Remember the quotes must match.

  • String functions: Practice all the functions to make sure you understand how they work.
  • Concatenation (what is the output?)

    >>> 'abc' 'def'
    >>> 'abc' + 'def'
    >>> 'abc ' + 'def'
    >>> x = 'abc'
    >>> y = 'def'
    >>> x+y
    >>> x y
    
  • Replication

    >>> 'abc'*4
    >>> 'abc '*4
    
  • String length len()

    >>> x = 'abc'
    >>> len(x)
    
  • String conversion

    >>> x = str(3)
    >>> y = int('3')
    >>> z = float('3')
    >>> z = float('3.2')
    >>> w = 4.5
    >>> str(4.5)
    

    Make some mistakes and see what happens:

    >>> x = int('abc')
    >>> y = '3'
    >>> y+5
    >>> z = 'abc"
    >>> x = int('3.2')
    

    You see int() works differently for strings. The string must contain an integer for it to work.

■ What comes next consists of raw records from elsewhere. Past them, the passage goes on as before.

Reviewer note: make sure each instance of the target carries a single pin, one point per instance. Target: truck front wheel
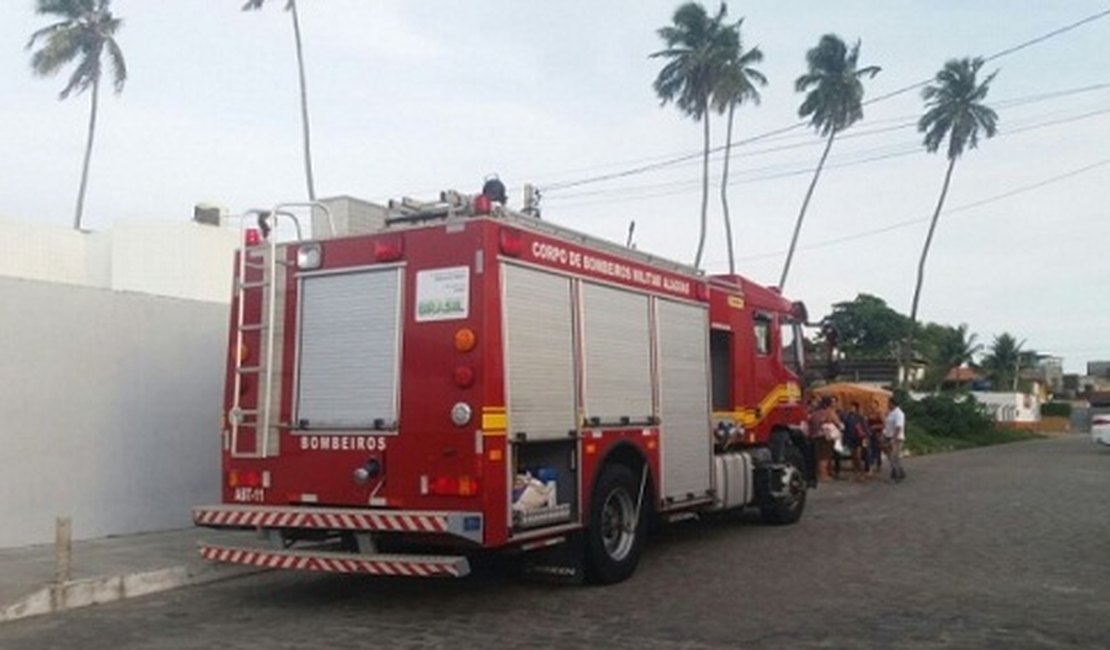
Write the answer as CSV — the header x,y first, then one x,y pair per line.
x,y
616,530
787,507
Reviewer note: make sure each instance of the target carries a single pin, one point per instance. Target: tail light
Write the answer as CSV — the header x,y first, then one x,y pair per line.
x,y
511,242
389,249
453,486
244,478
465,339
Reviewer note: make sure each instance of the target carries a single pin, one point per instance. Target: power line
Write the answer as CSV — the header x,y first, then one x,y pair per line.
x,y
768,173
907,223
684,158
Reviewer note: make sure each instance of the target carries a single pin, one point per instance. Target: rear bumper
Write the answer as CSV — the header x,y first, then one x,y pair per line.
x,y
341,562
466,526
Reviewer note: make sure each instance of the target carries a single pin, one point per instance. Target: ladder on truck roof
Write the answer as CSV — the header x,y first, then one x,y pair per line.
x,y
407,213
259,259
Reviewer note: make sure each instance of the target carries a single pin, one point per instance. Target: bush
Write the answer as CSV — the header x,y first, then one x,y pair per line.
x,y
1056,409
940,415
939,423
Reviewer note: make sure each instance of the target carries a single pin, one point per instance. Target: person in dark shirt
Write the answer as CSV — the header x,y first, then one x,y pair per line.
x,y
855,436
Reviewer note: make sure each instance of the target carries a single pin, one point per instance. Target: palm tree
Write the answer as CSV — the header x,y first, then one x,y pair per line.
x,y
954,112
291,7
946,348
737,85
834,103
697,49
1005,361
84,32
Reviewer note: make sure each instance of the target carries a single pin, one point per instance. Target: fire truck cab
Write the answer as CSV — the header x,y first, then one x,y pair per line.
x,y
458,376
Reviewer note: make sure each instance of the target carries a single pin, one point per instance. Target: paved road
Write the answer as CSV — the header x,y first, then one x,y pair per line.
x,y
1007,547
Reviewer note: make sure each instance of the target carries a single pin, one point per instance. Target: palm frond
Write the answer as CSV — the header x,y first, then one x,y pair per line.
x,y
954,109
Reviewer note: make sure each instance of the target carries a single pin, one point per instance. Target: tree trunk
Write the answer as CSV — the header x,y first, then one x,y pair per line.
x,y
304,103
920,265
801,214
705,186
88,154
724,192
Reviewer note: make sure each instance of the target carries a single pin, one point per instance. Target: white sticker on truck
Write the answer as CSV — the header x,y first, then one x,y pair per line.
x,y
443,294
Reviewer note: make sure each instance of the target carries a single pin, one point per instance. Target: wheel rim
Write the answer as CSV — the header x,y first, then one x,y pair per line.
x,y
618,529
795,487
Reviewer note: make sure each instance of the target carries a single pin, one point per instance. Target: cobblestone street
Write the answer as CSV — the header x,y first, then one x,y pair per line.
x,y
1002,547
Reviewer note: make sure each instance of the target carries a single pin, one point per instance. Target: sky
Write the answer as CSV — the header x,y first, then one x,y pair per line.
x,y
410,98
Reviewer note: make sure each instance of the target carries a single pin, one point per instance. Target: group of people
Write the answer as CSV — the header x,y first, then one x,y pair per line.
x,y
841,434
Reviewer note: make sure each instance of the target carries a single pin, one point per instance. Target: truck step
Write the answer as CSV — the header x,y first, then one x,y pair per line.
x,y
341,562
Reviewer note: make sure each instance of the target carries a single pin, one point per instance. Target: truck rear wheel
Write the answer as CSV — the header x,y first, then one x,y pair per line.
x,y
788,508
616,531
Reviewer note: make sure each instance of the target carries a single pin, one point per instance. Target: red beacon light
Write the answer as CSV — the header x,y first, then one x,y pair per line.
x,y
389,249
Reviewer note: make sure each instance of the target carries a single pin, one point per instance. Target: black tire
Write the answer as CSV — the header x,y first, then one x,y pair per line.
x,y
613,540
784,510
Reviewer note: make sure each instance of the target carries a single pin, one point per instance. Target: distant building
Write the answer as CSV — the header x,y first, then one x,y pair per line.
x,y
961,377
1098,369
1048,372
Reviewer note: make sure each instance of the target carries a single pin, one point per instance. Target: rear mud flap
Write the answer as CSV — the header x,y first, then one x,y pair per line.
x,y
561,560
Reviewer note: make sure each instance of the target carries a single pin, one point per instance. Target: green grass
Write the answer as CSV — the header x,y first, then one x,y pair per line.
x,y
919,440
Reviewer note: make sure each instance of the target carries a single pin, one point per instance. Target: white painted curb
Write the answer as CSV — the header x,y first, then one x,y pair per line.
x,y
74,593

  • Printing strings: now understand how to print strings

    >>> x = 'abc'
    >>> print x
    >>> x = "'abc'"
    >>> print x
    >>> x = """ "abc" """
    >>> print x
    >>> print 'This is lecture %d of Spring 2014'
    >>> print 'This is lecture %d of Spring 2014' %5
    >>> numlecture = 5
    >>> print 'This is lecture %d of Spring 2014' %numlecture
    >>> semester = 'Spring'
    >>> year = 2014
    >>> print 'This is lecture %d of %s %d' %numlecture
    >>> print 'This is lecture %d of %s %d' %(numlecture, semester, year)
    

    Compare with:

    >>> print 'This is lecture', numlecture, 'of', semester, year
    

    Every time you put a comma, a new space is added.

    >>> import math
    >>> print 'value of pi is', math.pi
    >>> print 'value of pi with 4 decimal points is %.4f' %math.pi
    >>> print 'value of pi with 2 decimal points is %.2f' %math.pi
    

    Note the values are rounded when you use formatting.

  • Reading input: Try the following and learn the difference

    >>> x = raw_input()
    >>> x
    >>> x = raw_input('Enter a value ==> ')
    >>> x
    >>> x = int(raw_input('Enter a value ==> '))
    >>> x
    

    And make some mistakes:

    >>> x = raw_input('Enter a value ==> ")
    >>> x = int(raw_input('Enter a value ==> ')
    

    See if you can spot the mistake before you run it.